THIS IS 40
by Jeff Marshall
For some reason, reaching 40 always seemed like a big deal to me when I was growing up. I remember being an overly dramatic youngster, claiming how I would never make it to 18, and then to 21, and then to 30… By the time I reached 30 the drama settled down and I stopped trying to determine how long I’d make it on earth!
There’s something about 40 though – think about it!
Both Jesus and Mozart have been dead for 5 years – and look at all they’ve accomplished!
Meryl Streep has won two Oscars and six other nominations – and my only film was MURDER ON GILLIGAN’S ISLAND for German Club in high school!

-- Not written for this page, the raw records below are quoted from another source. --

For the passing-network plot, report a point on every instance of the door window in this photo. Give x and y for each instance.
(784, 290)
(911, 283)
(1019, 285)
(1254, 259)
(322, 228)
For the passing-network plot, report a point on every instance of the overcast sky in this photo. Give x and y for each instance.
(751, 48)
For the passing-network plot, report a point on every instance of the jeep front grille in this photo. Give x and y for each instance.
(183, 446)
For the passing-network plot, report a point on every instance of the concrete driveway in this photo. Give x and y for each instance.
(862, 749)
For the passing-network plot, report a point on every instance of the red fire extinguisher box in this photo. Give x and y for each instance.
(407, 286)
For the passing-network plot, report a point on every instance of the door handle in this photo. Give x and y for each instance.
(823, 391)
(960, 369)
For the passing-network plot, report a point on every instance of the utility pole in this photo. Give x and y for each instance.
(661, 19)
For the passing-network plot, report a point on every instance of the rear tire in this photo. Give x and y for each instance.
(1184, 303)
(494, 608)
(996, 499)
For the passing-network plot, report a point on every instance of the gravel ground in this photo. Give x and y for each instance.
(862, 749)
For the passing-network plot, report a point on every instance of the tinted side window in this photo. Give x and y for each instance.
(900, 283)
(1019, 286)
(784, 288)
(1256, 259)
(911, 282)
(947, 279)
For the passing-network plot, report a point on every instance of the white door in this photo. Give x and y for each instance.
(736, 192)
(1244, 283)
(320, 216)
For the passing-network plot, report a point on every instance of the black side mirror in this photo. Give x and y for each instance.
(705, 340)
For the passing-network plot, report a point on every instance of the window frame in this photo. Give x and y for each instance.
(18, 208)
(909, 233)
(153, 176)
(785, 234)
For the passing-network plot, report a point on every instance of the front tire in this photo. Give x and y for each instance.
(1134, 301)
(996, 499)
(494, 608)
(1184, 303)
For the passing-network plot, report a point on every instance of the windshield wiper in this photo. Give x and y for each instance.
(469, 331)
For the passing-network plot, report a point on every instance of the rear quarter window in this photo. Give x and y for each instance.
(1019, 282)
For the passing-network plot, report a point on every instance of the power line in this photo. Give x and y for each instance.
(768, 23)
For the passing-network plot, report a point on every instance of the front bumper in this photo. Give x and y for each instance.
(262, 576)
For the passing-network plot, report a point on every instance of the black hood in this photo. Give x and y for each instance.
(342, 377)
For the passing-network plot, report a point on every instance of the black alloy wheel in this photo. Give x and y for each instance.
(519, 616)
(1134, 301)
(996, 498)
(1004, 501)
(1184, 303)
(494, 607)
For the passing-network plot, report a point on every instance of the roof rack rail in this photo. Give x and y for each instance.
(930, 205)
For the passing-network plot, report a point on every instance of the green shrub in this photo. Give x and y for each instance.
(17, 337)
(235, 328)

John Glenn has orbited the earth – and all I’ve done is gone on one of those gravity-free rides at the carnival.
Hank Aaron has hit his 715th home run – and I can honestly say…I can’t think of anything I have done, ever will do, or could ever imagine doing 715 times.
I turned 40 last year. Forty is when I started looking back at my accomplishments, or lack thereof, and looking forward to what I still wanted to do before senility, arthritis, and wearing my pants up to my neck took over.
I’m not for certain, but I think I may have gone through a mid-life crisis, although I’ve been using this excuse for every mood swing since I was 25. For a period of time, I was hanging out with people way younger than me, playing video games, listening to music other than Mozart and Mancini. True, I didn’t buy a motorcycle or get a toupee or have every body part pierced. Maybe it was just belated rebellion.
I’ve noticed at 40 my biggest enemy has become GRAVITY. A great movie but everything else associated with this word stinks. The chins are drooping a bit more – turkey neck is ensuing. I can’t wave goodbye unless I’m wearing a shirt with sleeves. The bags under my eyes require check-in at the airport.
I also find that getting out of bed in the morning has become akin to an acrobatic feat worthy of Barnum and Bailey. I have to contort my body like a pretzel and gradually roll off of the mattress. Gone are the days when I would jump out of bed greeting the start of a new day with a smile and a Zip-a-Dee-Doo-Dah – it’s now more of a groan and a Yo-Ho-Heave-Ho.
Now I dread the thought of 50! Will I spend every day watching the Weather Channel? Will I become infatuated with which gas station has the cheapest prices throughout the tri-state area? Will I wear black socks and sandals? I guess I have a little while before I have to worry too much – 8 years, 9 months, 1 week, and 1 day to be exact – but who’s counting?!